Justice Project Pakistan says convict cannot he executed until court rules on his age at time of conviction.
Pakistani authorities issued a death warrant on Friday for a convicted killer whose supporters claim he was a juvenile at the time of his crime and whose case has attracted attention from rights groups around the world.
Shafqat Hussain was sentenced to death for killing a seven-year-old boy in Karachi in 2004 but has had several stays of execution, most recently last month. His case has drawn international attention as his lawyers and family claim he was only 15 at the time of the killing.
The government ordered an investigation to try to determine his true age.
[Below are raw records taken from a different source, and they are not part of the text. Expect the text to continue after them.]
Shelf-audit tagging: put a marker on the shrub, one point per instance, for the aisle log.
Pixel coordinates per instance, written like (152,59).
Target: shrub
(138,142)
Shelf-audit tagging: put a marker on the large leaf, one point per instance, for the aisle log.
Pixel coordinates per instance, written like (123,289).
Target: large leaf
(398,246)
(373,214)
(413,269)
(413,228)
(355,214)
The probe, carried out by the Federal Investigation Agency (FIA) found Hussain was an adult at the time of his conviction, according to media reports—its results have not been published officially.
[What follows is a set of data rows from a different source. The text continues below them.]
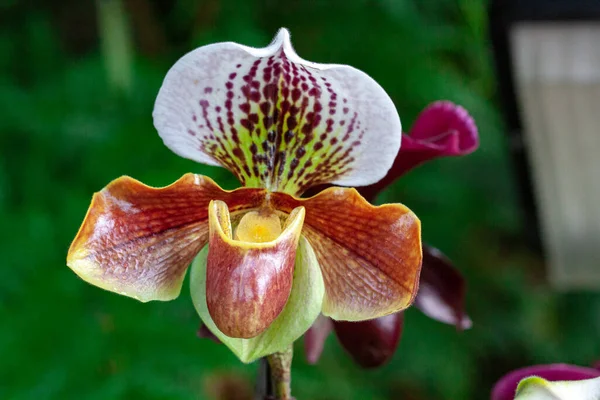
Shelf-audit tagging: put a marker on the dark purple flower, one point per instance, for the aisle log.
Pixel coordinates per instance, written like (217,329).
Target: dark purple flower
(442,290)
(506,387)
(371,343)
(442,129)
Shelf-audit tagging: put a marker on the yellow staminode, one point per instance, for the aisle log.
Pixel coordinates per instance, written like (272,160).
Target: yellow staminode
(258,227)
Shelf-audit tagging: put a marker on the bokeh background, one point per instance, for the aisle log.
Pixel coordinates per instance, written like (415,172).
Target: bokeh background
(77,84)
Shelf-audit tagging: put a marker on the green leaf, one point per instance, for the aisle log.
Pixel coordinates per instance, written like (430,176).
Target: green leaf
(301,310)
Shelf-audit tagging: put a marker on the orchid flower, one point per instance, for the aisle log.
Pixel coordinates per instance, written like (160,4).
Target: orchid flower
(266,262)
(441,129)
(549,382)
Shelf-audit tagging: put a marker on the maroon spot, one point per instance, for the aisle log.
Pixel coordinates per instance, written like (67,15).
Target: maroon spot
(296,93)
(289,135)
(294,164)
(292,122)
(268,121)
(255,96)
(270,92)
(265,107)
(315,92)
(247,124)
(238,152)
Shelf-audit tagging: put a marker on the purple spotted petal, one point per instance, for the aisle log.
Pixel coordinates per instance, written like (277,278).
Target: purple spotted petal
(506,387)
(276,120)
(443,129)
(442,288)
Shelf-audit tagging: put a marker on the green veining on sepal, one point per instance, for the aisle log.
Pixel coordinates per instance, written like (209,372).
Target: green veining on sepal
(278,124)
(301,310)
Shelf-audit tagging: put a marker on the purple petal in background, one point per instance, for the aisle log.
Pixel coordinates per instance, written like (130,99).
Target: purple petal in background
(442,129)
(371,343)
(314,338)
(507,385)
(442,288)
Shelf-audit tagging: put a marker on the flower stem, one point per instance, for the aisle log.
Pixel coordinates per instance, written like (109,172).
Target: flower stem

“Now the FIA inquiry is over and his age has been determined, we sought the death warrant of Shafqat from the ATC,” a jail official who did not want to be named told AFP. According to the execution order, Hussain is due to be hanged at dawn on May 6.
The Justice Project Pakistan, a human rights law firm fighting Hussain’s case, said it was shocked the warrant had been issued when proceedings about his age were still going on in Islamabad High Court.
Earlier this month the court asked the government to respond in detail to an application by Hussain’s lawyers to set up a judicial commission to determine his age.